2. Weiterführende Schulen
Im Allgemeinen und bei weiterführenden Schulen im Besonderen ist die Privatschulaufsicht personell zu stärken. Die Erfüllung der Genehmigungsvoraussetzungen muss regelmäßig geprüft werden (können). Hierzu bedarf es weitergehender Transparenzpflichten für Privatschulträger insbesondere im Hinblick auf die Zusammensetzung der Schüler*innenschaft und die erhobenen Schulgelder. Die öffentliche Datenlage zur sozialen Zusammensetzung der Schüler*innenschaft an Privatschulen muss mit einer Pflicht zur Datenerhebung abgesichert werden.
Bei Verstößen ist ein Sanktionsmechanismus zu etablieren, der von Ordnungsgeldern bis hin zum Entzug des Status als anerkannte Ersatzschule und der Genehmigung reicht.
Gleichzeitig sind finanzielle Anreize zu schaffen, um das auf Profit ausgerichtete Paradigma der Privatschulfinanzierung durchbrechen. Die Aufnahme sozial schwächerer Schüler*innen sowie solcher mit inklusiven Förderschwerpunkten muss sich für Privatschulträger vermehrt lohnen. Das gleiche gilt für private Grundschulen.

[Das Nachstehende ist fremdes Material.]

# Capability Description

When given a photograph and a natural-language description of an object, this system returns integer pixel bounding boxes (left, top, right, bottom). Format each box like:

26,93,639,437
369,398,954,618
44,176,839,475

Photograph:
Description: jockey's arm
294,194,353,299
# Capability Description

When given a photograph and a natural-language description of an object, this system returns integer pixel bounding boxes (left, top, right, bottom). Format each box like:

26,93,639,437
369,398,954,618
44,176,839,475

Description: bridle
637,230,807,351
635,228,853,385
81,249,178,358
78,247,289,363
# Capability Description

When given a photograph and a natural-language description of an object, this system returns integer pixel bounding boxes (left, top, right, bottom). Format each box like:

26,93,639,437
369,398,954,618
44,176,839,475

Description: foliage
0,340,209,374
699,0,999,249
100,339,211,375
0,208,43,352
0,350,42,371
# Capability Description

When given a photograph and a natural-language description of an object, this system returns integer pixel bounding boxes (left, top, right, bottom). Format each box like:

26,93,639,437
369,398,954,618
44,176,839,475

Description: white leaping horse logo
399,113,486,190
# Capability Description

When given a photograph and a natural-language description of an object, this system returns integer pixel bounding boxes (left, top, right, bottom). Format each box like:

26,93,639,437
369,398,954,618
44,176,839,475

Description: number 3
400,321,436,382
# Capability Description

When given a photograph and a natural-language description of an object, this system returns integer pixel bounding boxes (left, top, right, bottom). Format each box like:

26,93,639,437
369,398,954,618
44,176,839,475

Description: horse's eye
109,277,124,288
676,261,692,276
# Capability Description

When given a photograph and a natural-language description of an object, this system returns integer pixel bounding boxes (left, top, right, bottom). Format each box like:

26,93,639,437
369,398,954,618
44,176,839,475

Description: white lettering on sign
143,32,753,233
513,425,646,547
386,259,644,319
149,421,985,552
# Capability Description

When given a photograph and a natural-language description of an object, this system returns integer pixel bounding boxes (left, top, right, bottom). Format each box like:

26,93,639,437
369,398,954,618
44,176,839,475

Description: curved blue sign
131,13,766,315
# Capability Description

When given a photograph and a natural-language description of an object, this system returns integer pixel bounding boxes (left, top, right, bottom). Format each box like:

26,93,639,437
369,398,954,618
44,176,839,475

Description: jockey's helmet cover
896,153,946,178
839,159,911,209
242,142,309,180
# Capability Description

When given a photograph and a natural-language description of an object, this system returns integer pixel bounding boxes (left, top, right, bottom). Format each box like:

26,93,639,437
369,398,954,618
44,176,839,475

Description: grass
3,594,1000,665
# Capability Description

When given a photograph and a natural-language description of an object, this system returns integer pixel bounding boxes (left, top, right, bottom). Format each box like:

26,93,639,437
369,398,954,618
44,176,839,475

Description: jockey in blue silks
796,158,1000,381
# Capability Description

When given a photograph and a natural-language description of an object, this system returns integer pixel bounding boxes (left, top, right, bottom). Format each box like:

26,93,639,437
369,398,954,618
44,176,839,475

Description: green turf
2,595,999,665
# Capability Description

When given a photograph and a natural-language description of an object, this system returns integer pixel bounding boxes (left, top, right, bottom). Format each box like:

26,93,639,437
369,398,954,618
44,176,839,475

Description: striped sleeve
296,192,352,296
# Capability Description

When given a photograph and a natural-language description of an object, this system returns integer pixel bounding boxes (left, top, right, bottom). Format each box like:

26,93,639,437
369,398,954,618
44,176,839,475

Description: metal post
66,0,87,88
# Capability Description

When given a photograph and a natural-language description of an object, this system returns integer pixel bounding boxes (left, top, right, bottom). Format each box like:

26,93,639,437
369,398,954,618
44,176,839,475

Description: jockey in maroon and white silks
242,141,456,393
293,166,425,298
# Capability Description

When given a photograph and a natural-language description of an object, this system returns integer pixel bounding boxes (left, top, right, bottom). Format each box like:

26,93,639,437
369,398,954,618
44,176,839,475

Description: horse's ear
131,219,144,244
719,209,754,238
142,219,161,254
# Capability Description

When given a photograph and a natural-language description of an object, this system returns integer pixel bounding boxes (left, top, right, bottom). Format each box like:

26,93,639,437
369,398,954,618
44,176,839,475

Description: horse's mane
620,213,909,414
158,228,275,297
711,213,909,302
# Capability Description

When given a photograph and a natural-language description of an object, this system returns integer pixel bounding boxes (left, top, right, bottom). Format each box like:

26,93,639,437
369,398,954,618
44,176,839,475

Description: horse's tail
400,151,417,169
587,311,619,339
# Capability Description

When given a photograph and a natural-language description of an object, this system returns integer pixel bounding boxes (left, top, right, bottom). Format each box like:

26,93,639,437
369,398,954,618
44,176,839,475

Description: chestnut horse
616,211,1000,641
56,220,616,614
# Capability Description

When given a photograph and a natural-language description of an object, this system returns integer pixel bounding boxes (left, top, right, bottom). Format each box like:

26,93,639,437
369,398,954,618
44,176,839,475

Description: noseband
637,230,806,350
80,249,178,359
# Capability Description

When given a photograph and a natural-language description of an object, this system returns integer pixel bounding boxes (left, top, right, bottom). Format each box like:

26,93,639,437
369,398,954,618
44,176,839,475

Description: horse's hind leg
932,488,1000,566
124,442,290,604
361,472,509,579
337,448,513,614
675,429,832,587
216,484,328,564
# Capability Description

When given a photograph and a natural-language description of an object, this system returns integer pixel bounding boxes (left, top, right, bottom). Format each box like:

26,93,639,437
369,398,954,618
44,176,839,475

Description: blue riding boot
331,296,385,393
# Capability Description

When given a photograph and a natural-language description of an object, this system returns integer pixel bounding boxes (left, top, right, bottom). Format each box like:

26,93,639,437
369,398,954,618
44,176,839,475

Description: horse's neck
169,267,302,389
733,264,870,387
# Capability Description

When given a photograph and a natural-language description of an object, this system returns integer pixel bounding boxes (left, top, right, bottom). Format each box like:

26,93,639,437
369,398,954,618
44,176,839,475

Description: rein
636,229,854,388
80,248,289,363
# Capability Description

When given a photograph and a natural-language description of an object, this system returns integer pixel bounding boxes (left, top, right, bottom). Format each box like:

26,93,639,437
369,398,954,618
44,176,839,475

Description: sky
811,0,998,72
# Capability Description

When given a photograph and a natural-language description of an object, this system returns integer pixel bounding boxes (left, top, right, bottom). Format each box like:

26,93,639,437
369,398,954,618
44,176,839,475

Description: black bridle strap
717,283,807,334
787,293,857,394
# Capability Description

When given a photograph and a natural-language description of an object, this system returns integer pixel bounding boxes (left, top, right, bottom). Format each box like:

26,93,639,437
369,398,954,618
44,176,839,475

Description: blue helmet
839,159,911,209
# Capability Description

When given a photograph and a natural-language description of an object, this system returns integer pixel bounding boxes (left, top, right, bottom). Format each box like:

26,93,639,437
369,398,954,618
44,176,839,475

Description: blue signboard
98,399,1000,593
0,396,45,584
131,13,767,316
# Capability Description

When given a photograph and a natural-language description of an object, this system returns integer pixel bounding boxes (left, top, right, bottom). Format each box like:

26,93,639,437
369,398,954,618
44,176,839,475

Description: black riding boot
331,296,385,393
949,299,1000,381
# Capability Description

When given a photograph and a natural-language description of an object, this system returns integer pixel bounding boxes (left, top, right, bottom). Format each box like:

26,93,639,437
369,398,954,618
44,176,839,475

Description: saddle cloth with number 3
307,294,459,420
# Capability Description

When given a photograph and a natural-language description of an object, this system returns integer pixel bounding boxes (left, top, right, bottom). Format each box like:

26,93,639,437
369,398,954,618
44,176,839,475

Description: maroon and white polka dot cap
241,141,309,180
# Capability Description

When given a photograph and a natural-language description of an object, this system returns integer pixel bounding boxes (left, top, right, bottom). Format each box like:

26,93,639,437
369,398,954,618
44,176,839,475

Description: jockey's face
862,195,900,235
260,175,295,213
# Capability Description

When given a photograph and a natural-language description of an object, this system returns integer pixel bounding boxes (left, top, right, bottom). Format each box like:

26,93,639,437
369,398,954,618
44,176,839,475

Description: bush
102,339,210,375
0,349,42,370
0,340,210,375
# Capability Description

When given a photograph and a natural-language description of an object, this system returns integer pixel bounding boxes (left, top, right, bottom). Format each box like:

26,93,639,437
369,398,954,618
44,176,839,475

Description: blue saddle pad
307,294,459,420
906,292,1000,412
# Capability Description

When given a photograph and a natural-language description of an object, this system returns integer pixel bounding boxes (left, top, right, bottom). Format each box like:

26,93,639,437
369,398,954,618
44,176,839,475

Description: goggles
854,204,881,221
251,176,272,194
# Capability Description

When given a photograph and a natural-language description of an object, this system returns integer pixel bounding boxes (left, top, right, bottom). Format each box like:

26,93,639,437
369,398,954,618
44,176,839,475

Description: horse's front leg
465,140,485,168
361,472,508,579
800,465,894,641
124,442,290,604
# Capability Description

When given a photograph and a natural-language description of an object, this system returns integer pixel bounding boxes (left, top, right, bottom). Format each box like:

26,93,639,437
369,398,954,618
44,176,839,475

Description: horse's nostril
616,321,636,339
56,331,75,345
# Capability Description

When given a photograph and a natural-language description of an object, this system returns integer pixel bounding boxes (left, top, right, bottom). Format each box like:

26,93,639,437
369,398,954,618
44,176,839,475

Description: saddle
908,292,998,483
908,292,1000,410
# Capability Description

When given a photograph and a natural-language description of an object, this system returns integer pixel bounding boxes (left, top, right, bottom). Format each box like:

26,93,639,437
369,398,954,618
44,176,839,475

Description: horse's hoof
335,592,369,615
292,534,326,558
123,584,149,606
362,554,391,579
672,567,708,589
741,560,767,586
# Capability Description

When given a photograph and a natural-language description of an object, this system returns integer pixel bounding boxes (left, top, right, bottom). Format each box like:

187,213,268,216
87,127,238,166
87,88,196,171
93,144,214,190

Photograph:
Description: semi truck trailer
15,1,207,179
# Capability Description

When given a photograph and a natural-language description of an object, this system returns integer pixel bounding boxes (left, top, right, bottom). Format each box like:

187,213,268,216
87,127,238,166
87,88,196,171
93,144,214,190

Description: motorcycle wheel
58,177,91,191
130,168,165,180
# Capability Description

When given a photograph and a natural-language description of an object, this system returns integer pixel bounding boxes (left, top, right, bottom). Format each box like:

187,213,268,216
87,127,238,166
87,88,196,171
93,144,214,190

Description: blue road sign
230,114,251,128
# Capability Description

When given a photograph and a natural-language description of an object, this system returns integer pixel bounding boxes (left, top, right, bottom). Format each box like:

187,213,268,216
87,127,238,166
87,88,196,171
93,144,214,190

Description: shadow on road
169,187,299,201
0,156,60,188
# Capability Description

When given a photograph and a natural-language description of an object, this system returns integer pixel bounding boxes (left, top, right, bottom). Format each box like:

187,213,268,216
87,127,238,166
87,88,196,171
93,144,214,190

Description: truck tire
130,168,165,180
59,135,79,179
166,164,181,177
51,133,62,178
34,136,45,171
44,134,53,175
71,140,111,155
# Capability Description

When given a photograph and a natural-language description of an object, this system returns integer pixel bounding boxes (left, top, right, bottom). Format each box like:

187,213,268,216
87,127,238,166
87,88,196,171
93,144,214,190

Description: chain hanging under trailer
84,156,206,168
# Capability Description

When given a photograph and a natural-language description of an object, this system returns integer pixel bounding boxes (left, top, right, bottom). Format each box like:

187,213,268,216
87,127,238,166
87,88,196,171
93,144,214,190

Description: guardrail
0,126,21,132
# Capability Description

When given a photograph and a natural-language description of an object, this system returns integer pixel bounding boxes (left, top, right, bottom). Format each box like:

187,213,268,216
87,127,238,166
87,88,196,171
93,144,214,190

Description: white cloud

Die wenigen inklusiven Privatschulträger geraten dabei häufig in wirtschaftliche Schwierigkeiten. Staatliche Unterstützungsprogramme sollen deswegen zunehmend auf solche Schulträger zugeschnitten sein und den Ausbau Inklusiver Privatschulen und privater Gemeinschaftsschulen somit gefördert werden. Die sozialdemokratischen Mitglieder im Abgeordnetenhaus und Senat sind deswegen zur Umsetzung der beschriebenen Maßnahmen aufgefordert.